Surely, the attitude that unclear, incoherent findings, that is, those that are more likely to be null results, are not worth publishing must contribute to the prevailing publication bias in the scientific literature? Surely, this view is counterproductive to the aims of science to accumulate evidence and gradually get closer to some universal truths? We must know which hypotheses have been supported by experimental data and which haven’t.
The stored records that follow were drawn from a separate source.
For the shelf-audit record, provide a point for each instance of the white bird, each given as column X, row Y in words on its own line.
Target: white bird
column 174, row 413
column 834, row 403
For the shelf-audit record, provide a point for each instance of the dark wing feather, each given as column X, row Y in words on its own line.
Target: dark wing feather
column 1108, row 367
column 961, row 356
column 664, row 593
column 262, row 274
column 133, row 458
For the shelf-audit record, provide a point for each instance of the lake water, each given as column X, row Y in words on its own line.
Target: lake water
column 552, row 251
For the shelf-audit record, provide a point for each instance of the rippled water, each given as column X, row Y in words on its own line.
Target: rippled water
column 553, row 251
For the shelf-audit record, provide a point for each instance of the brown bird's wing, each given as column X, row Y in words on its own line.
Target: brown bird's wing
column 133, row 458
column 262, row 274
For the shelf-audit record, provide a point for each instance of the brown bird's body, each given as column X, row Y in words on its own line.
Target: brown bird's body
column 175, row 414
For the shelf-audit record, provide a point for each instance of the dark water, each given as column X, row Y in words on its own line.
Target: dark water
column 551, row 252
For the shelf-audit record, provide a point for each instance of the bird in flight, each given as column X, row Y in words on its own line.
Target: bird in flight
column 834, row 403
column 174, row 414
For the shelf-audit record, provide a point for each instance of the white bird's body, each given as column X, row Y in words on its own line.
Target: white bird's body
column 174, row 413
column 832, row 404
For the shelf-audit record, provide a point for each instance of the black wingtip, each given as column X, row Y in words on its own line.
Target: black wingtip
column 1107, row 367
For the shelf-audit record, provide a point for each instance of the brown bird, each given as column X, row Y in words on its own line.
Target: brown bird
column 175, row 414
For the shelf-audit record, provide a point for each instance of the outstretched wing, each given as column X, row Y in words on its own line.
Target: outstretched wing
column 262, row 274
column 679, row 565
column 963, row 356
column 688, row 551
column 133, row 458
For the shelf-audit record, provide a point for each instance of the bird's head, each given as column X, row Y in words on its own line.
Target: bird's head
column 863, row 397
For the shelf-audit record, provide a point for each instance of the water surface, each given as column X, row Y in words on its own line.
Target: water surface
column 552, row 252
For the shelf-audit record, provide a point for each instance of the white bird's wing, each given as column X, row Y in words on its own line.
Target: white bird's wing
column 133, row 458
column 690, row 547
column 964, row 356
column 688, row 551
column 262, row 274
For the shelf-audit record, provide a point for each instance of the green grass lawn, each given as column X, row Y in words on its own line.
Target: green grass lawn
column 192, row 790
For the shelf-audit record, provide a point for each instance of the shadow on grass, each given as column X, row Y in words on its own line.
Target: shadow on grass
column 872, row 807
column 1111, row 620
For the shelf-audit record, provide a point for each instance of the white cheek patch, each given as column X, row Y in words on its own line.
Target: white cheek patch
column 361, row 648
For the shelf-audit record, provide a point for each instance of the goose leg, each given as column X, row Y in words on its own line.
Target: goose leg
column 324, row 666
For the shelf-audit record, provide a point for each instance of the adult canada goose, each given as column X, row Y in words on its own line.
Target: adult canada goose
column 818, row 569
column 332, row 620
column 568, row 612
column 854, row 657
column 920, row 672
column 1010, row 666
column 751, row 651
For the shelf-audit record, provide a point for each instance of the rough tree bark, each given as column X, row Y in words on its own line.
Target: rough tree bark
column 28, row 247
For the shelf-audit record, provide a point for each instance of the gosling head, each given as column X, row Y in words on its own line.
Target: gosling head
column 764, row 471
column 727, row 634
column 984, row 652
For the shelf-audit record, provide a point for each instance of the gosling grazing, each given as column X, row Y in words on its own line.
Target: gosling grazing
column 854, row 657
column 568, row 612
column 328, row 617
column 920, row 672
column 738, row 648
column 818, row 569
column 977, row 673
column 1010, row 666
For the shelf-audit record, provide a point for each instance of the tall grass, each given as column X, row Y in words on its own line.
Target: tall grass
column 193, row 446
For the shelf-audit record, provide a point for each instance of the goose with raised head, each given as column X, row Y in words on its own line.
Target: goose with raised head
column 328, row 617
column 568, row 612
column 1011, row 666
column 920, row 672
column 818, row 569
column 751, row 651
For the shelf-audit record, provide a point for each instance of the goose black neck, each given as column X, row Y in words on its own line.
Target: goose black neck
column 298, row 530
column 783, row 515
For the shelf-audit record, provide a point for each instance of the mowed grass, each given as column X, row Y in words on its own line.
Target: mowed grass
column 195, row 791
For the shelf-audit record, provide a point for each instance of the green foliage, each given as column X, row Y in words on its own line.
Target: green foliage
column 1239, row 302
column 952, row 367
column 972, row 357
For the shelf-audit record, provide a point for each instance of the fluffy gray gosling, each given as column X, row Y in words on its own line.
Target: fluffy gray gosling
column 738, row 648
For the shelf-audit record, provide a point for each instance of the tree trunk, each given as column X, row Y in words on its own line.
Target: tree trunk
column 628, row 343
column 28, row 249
One of the most important lessons I learned from one of my long-term mentors was that all good experiments should be published regardless of what they show. This doesn’t mean you should publish every single pilot experiment you ever did that didn’t work. (We can talk about what that does and doesn’t mean another time. But you know how life is: sometimes you think you have some great idea only to realise that it makes no sense at all when you actually try it in practice. Or maybe that’s just me? :P). Even with completed experiments you probably shouldn’t bother publishing if you realise afterwards that it is all artifactual or the result of some error. Hopefully you don’t have a lot of data sets like that though. So provided you did an experiment of suitable quality I believe you should publish it rather than hiding it in the proverbial file drawer. All scientific knowledge should be part of the scientific record.

I naively assumed that this view was self-evident and shared by almost everyone – but this clearly is not the case. Yet instead of sneering at such alternative opinions I believe we should understand why people hold them. There are reasonable arguments why one might wish to not publish every unclear finding. The person making this suggestion at our discussion said that it is difficult to interpret a null result, especially an assumed null result like this. If your original experiment O showed a significant effect supporting your hypothesis, but your replication experiment R does not, you cannot naturally conclude that the effect really doesn’t exist. For one thing you need to be more specific than that. If O showed a significant positive effect but R shows a significant negative one, this would be more consistent with the null hypothesis than if O is highly significant (p<10-30) and R just barely misses the threshold (p=0.051).

So let’s assume that we are talking about the former scenario. Even then things aren’t as straightforward, especially if R isn’t as exact a replication of O as you might have liked. If there is any doubt (and usually there is) that something could have been different in R than in O, this could be one of the hidden factors people always like to talk about in these discussions. Now you hopefully know your data better than anyone. If experiment O was largely exploratory and you tried various things to see what works best (dare we say p-hacking again?), then the odds are probably quite good that a significant non-replication in the opposite direction shows that the effect was just a fluke. But this is not a natural law but a probabilistic one. You cannot ever know whether the original effect was real or not, especially not from such a limited data set of two non-independent experiments.

This is precisely why you should publish all results!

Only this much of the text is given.